A cet égard, Bronfenbrenner (1996) propose deux postulats selon lesquels : 1) Les influences les plus significatives sur le cours du développement proviennent des interactions qui sont constantes et durables, et qui impliquent directement !'environnement immédiat de l'individu; 2) La force et les effets de ces interactions varient selon les caractéristiques de l'individu, de son environnement général et immédiat ainsi qu'en fonction du domaine de développement étudié.
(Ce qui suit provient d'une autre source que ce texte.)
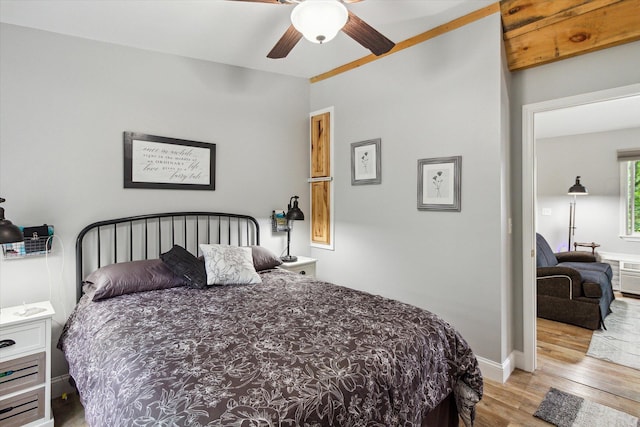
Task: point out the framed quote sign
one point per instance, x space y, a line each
168 163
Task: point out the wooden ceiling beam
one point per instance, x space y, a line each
539 32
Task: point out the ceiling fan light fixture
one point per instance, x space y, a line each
319 20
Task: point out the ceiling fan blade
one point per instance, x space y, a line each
367 36
288 40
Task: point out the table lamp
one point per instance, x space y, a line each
293 214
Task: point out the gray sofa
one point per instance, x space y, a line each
572 287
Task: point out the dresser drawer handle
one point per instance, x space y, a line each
6 343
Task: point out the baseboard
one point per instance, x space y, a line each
60 385
498 372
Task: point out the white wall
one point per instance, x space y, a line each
604 69
440 98
63 107
593 157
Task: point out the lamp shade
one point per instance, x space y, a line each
9 233
578 189
294 213
319 20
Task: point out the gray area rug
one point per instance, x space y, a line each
620 342
566 410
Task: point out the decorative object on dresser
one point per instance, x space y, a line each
366 163
168 163
439 184
9 233
25 365
304 265
575 190
293 214
572 287
37 240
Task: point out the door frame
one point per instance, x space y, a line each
529 112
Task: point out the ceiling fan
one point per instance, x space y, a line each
320 20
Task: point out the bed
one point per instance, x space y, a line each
285 350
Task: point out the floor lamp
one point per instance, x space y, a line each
576 189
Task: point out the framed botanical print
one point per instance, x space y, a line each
365 162
439 184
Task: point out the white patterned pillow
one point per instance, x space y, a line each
229 265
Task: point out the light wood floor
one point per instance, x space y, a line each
562 363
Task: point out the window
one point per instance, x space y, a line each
630 192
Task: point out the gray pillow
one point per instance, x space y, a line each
129 277
229 265
263 258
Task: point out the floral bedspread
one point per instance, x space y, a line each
292 351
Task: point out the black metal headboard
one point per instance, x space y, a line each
148 236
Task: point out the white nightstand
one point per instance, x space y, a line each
25 365
303 265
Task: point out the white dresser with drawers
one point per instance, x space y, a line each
25 365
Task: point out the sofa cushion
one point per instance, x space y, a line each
600 267
591 290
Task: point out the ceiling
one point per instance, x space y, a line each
242 33
229 32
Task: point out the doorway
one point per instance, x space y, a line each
529 135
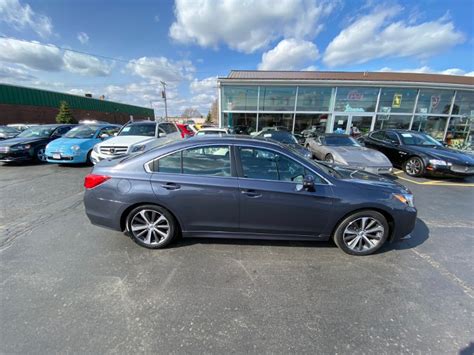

Appliqués au cadre de référence de la psychopathologie du développement, ces postulats impliquent que les influences susceptibles d'orienter le cours du développement d'un individu donné vers une situation d'inadaptation doivent être constantes et provenir de !'environnement immédiat de l'individu. L'ampleur de l'effet, ou le niveau d'inadaptation pourra varier d'une dimension du développement à l'autre (niveau intra individuel), d'un individu à l'autre (niveau inter individuel), d'un environnement à l'autre chez un même individu (niveau interactionnel).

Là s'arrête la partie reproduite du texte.